Снова пошли дожди, Вика приезжала как раз в самый ливень, закутанная по самый нос в клеёнчатый платок ядовитого цвета лимона, которого не бывает. Это было строго по последней моде – так объяснила она Фоме.
Ужвалда выиграл по мобильному телефону заочную партию с известным шахматистом города, которую организовали для него друзья Фомы, затем выиграл ещё одну. Фома говорил Ужвалде, что он уникум, что он первый великий негр-шахматист и что впереди у него большое будущее. Но Ужвалда лишь вздыхал и не отвечал на это ничего, пугая Фому.
Анита Владимировна смотрела на Фому с величайшей укоризной, и он ничем не мог помочь бедной женщине-врачу. Впереди её ждал по крайней мере отпуск – и во многом это повлияло, должно быть, на то, что когда снова стало тепло, и в послеобеденной тишине Кувалда и Фома лежали себе по койкам и слушали, как где-то на улице шваркает метла, в боксе вдруг появилась Анита Владимировна Таптапова и сообщила, что завтра после анализов Фома может выписываться.
В эту ночь Фома и Ужвалда привязали Сергуню к стулу и намазали зубной пастой. К утру отвязали и помыли. Сергуня хотел обидеться, но не мог. Фома подарил ему свои диски, подарил недовязанную мочалку, потом передумал, отобрал и довязал, уменьшив, правда, наполовину её лохматость.

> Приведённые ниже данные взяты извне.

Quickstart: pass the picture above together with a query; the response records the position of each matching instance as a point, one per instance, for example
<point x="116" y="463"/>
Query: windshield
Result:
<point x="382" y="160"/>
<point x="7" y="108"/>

И утром под окном бокса уже стояла Вика. Лысенькая – с волосами в сантиметр длиной и в платье цвета маковой росинки. Она улыбалась до настоящего сияния, говорила, что подождёт.
Ужвалда скалил зубы из-за шторы. Он недолго прощался с Фомой. Всё было уже решено, и Ужвалда уверил, что не будет противиться желанию Фомы принять участие в устройстве его судьбы.
Лидия Кузьминична горячо прощалась, утёрла даже горькую слезу. Они обменялись с Фомой подарочными мочалками. Даже Аните Владимировне, которая так напрасно долго держала его в больнице и не применяла своего столь эффективного лекарства раньше, Фома подарил мочалку. Палёновой он посоветовал заняться медитацией, сказал, что она наиболее склонна именно к этому и что медитация и раскрытие внутреннего потенциала придадут особый блеск её имиджу. Палёнова поверила и очень обрадовалась. Она искренне считала Фому замечательным собеседником и теперь весьма грустила.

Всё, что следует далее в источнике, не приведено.